In his motion to suppress, Ghailani argued that all of his custodial statements were coerced and obtained in violation of his constitutional right to counsel. The witness’ testimony should therefore constitute inadmissible “fruit of the poisonous tree”– evidence derived from illegally obtained statements.

“Like a bad movie played over and over, while the government consistently attempts to distance themselves from the conduct of other agencies of the same government, it is startling how often the choices made by their brother agencies have assisted the local U.S. Attorney’s Office in this case,” Ghailani’s attorneys wrote in a letter in support of the motion.

In opposition, prosecutors from the Southern District U.S. Attorney’s Office set forth three arguments in support of the notion that the “taint” of the coerced statements had “dissipated.”

First, the prosecution contended that the government would have inevitably obtained the witness by independent, lawful means.

The government also argued that the case falls outside of the “core application” of the fruit-of-the-tree doctrine.

Finally, the prosecution contended that the witness’ trial testimony would be sufficiently “attenuated” from the alleged illegality.

Kaplan rejected the prosecution’s first two arguments and ordered a hearing to address the third.

On the government’s first point, the judge concluded that the independent identification of the witness was far from inevitable.

“This court cannot exclude the possibility that the government would have found [redacted] on the basis of [redacted] statements alone,” the judge wrote. “But it would have been roughly comparable to finding a particular individual named John or Bill in a state with a population around the size of Maine or New Hampshire.”

Kaplan also rejected the “core application” argument.

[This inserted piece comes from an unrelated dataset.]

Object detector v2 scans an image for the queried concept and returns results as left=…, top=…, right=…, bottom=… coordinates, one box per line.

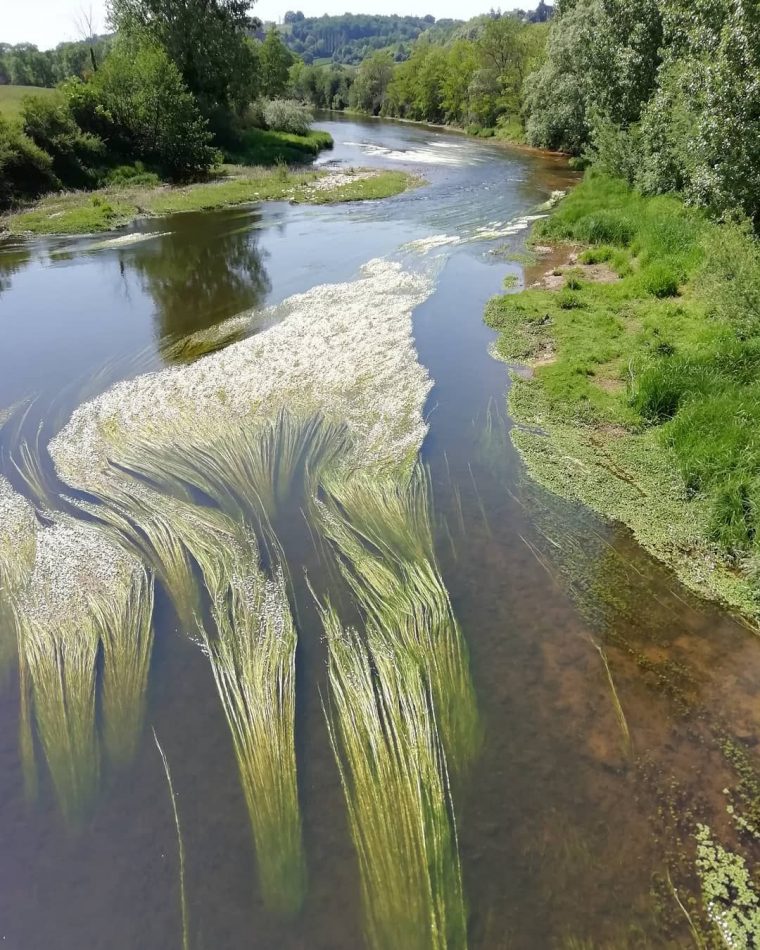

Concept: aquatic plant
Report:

The core application doctrine holds that when the use of the exclusionary rule does not result in “appreciable deterrence” against future Fourth Amendment violations, the application of the rule is unwarranted. In the present case, the judge concluded, “the constitutional footings of the prohibition on the use of coerced confessions and statements are important,” and the doctrine therefore did not apply.

However, the judge concluded that additional testimony was necessary to determine whether the government might be able to establish its third argument — that the witness’ trial testimony would be sufficiently “attenuated” from the government’s alleged illegal acts.

The judge applied the four-part test from United States v. Leonardi, 623 F.2d 746, for determining whether the witness’ testimony is sufficiently attenuated from the CIA’s coercion: (1) the “stated willingness of the witness to testify,” (2) “the role played by the illegally seized evidence in gaining his cooperation,” (3) “the proximity between the illegal behavior, the decision to cooperate and the actual testimony at trial” and (4) “the [government's motivation] in conducting the search.”

Kaplan concluded that in Ghailani’s case there was insufficient evidence to determine whether the first three factors can be resolved. He scheduled a hearing for Sept. 14, at which he will take testimony from, among others, “any FBI, CIA and Tanzanian witnesses the government elects to call and from [redacted] if the government wishes to produce him.”

Peter Enrique Quijano, Michael K. Bachrach and Steve Zissou represent Ghailani. Quijano declined to comment. Zissou did not return a call for comment.

Assistant U.S. Attorney Michael Farbiarz, the chief of the Southern District’s terrorism and international narcotics unit, served as lead counsel for the prosecution.

Ghailani’s trial is scheduled to begin on Sept. 27.